Moneybox

Innovative GOP Policy Thinker Bobby Jindal Calls for Balanced Budget Amendment

WASHINGTON - MAY 02: Louisana Governor Bobby Jindal addresses the National Press Club May 2, 2008 in Washington, DC.

Photo by Chip Somodevilla/Getty Images

Louisiana Governor Bobby Jindal is one of these guys who you keep hearing is a smart innovative thinker likely to bring new ideas to the Republican Party. New ideas, I guess, like a Balanced Budget Amendmentfeaturing an asymetrical preference for spending cuts over tax increases as the centerpiece of the agenda he lays out in a new Politico op-ed aimed at a DC audience.

Not only is that a bad idea on the merits, it’s just about the hoariest conservative dogma you can imagine. Jindal’s proposal is essentially the same as the Cut, Cap, and Balance Act the House GOP pushed in 2011. Not only did Bob Dole run on a Balanced Budget Amendment in 1996, he did so bragging that he’d been pushing for a Balanced Budget Amendment since 1971. It is entirely possible that this really was an innovative policy stance when Dole embraced it a bit over forty years ago—it doesn’t seem to have been in the 1964 GOP platform for example—but that was a long time ago.

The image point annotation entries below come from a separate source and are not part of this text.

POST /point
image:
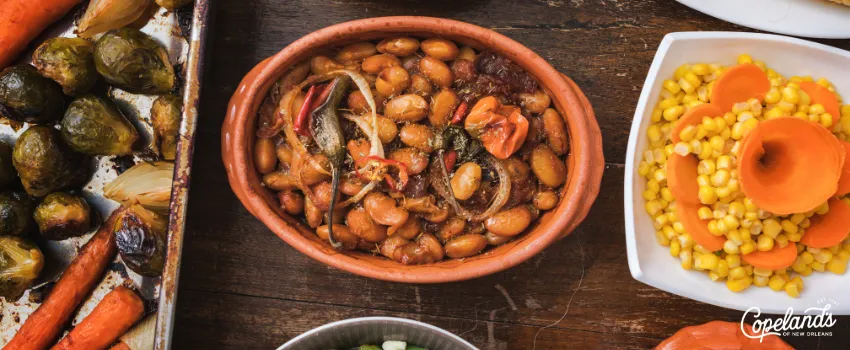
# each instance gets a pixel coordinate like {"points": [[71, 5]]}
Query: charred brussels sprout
{"points": [[15, 213], [62, 215], [20, 263], [93, 125], [7, 171], [45, 164], [133, 61], [141, 237], [26, 96], [165, 114], [68, 61]]}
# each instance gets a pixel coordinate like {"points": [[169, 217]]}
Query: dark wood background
{"points": [[243, 288]]}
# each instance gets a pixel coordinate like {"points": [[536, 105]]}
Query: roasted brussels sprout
{"points": [[68, 61], [15, 213], [62, 215], [133, 61], [165, 114], [7, 171], [20, 263], [26, 96], [141, 237], [93, 125], [45, 164]]}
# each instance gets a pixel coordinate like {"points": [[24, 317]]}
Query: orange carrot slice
{"points": [[698, 228], [694, 117], [739, 84], [789, 165], [829, 229], [774, 259], [682, 178], [822, 95]]}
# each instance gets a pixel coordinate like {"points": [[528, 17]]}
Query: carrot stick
{"points": [[694, 117], [774, 259], [47, 322], [113, 316], [829, 229], [21, 21], [739, 84]]}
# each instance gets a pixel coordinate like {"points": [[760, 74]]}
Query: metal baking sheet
{"points": [[182, 32]]}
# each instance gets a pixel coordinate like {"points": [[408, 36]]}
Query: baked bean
{"points": [[549, 169], [356, 52], [442, 106], [440, 49], [465, 246], [361, 225], [341, 234], [466, 53], [415, 160], [384, 210], [292, 202], [545, 200], [420, 85], [265, 159], [358, 148], [357, 102], [418, 136], [375, 64], [466, 180], [279, 181], [436, 71], [401, 46], [556, 132], [536, 102], [406, 108], [322, 65]]}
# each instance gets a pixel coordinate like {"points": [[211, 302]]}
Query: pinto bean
{"points": [[406, 108], [509, 222], [465, 246], [418, 136]]}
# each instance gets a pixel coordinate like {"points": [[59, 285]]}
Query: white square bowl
{"points": [[651, 263]]}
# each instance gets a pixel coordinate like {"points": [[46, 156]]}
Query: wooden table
{"points": [[243, 288]]}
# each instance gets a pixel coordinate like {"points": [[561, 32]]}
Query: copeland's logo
{"points": [[813, 318]]}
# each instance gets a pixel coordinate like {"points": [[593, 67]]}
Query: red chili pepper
{"points": [[460, 112]]}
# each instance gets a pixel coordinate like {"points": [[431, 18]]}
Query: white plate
{"points": [[651, 263], [806, 18]]}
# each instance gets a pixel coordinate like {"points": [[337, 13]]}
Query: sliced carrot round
{"points": [[698, 228], [829, 229], [821, 95], [682, 178], [774, 259], [788, 165], [739, 84], [694, 117]]}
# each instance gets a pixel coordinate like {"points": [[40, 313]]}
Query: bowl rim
{"points": [[376, 319], [631, 178], [585, 162]]}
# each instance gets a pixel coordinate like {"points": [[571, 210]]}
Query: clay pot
{"points": [[585, 162]]}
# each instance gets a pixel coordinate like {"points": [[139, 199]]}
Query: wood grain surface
{"points": [[243, 288]]}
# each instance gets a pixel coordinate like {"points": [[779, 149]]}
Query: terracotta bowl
{"points": [[585, 162]]}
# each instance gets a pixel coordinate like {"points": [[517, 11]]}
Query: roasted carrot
{"points": [[47, 322], [739, 84], [682, 178], [22, 20], [821, 95], [775, 259], [789, 165], [698, 228], [829, 229], [694, 117], [115, 314]]}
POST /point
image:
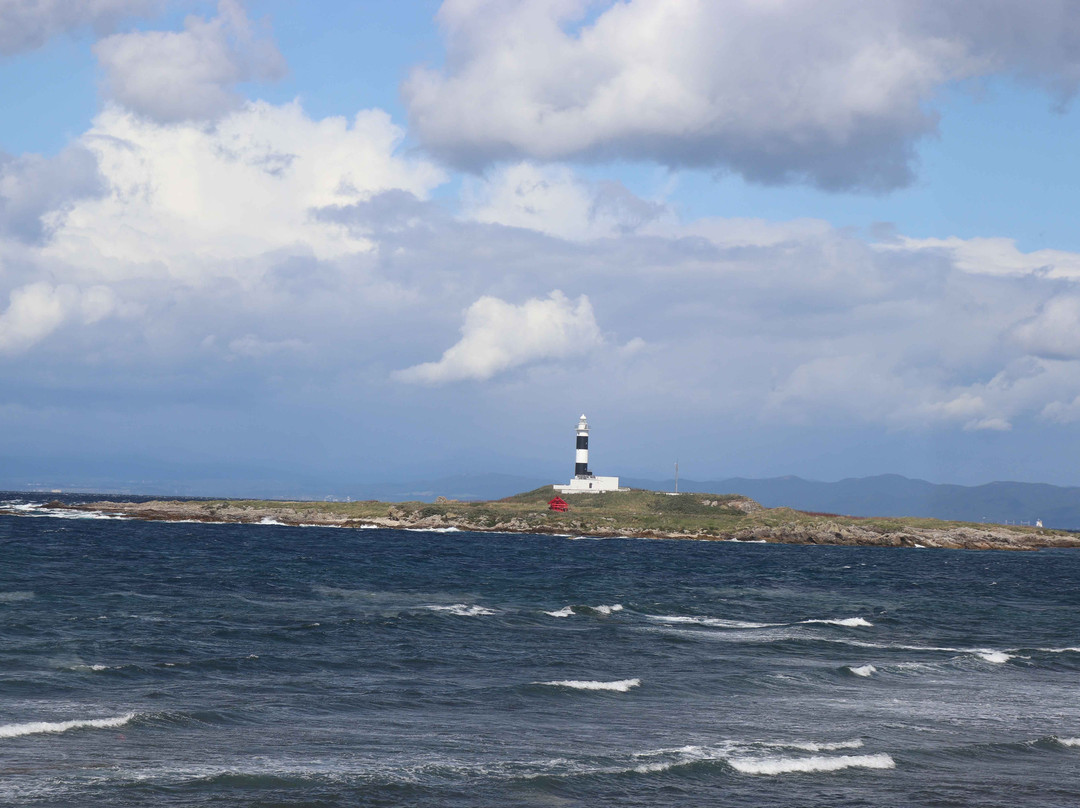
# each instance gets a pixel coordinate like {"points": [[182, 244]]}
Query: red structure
{"points": [[558, 505]]}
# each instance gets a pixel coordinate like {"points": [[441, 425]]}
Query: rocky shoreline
{"points": [[799, 529]]}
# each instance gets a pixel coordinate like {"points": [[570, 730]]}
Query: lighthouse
{"points": [[581, 453], [583, 481]]}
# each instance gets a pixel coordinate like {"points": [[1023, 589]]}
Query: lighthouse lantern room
{"points": [[583, 481]]}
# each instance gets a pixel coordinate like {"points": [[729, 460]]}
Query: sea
{"points": [[147, 663]]}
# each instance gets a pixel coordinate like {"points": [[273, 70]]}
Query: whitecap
{"points": [[463, 609], [710, 621], [565, 611], [619, 686], [772, 766], [14, 730], [819, 745]]}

Not only is putting the federal government in a fiscal straightjacket a terrible idea, but even people with strong free market leanings should seriously pause before considering the kind of arbitrary spending caps that Jindal is touting here. You have to understand that a statutory or even constitutional budget rule doesn’t eliminate public demand for certain kinds of social welfare provision. It simply constrains how can obtain that social welfare provision typically by pushing it in inefficient directions. Social Security, for example, is a much better idea than trying to create a regulatory mandate for employer-provided pensions.